There will be a Captains Meeting Friday, April 16th at the Striped Bass Restaurant at 8:00 pm. A fishing seminar and welcome party at the Striped Bass Restaurant on Saturday, April 17th from 6:00 pm to 7:00 pm. An Awards Presentation Ceremony will be held on Sunday, April 18th from 6:00 pm to 8:00 pm at the Striped Bass Restaurant.

Entry fees are $25 per angler if signed up before April 1, 2004. After April 1, 2004 there will be a late entry fee of $30 per angler.
Applications for this Fishing Derby can be obtained through several sources: Hudson River Fishermen’s Association, PO Box 421. Cresskill, N.J. 07626 or Striped Bass restaurant, 236 west Main Street. Tarrytown, N.Y. 10591 or Boating on the Hudson Magazine. Box 627 Verplank, N.Y. 10596

Online information and applications can be found at www.hrfa.net In person information and applications can be obtained at any of the regular meetings of the HRFA on the second Tuesday of the each month. That's at 745 PM at the Ridgefield Park Elk's Lodge in Ridgefield Park, N.J. Located at the corner of Spruce and Cedars Streets. Everyone is welcome to attend.


----------



## Sandcrab (Mar 20, 2002)

*Boat and shore anglers?*

Are the rules different for shore and boat anglers?


----------



## cfishigotu (Aug 27, 2003)

Sand Crab,
The rules are the same for both. However, logistically it will be more difficult to bring in a live bass via shoreline fishing. 

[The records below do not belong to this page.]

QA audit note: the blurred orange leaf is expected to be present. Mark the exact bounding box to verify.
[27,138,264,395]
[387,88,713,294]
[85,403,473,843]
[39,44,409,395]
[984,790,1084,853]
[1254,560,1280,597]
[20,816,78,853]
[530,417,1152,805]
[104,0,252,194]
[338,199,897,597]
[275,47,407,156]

Both fish will score but, an extra bonus pound is given to the live fish that is set free ALIVE. And, live fish quailify for more prizes. But, only one fish a day per angler will be counted.

As you can see, we are trying to promote Catch and Release as much as we can. Thanks for asking. All the rules and application can be found at www.hrfanj.org


----------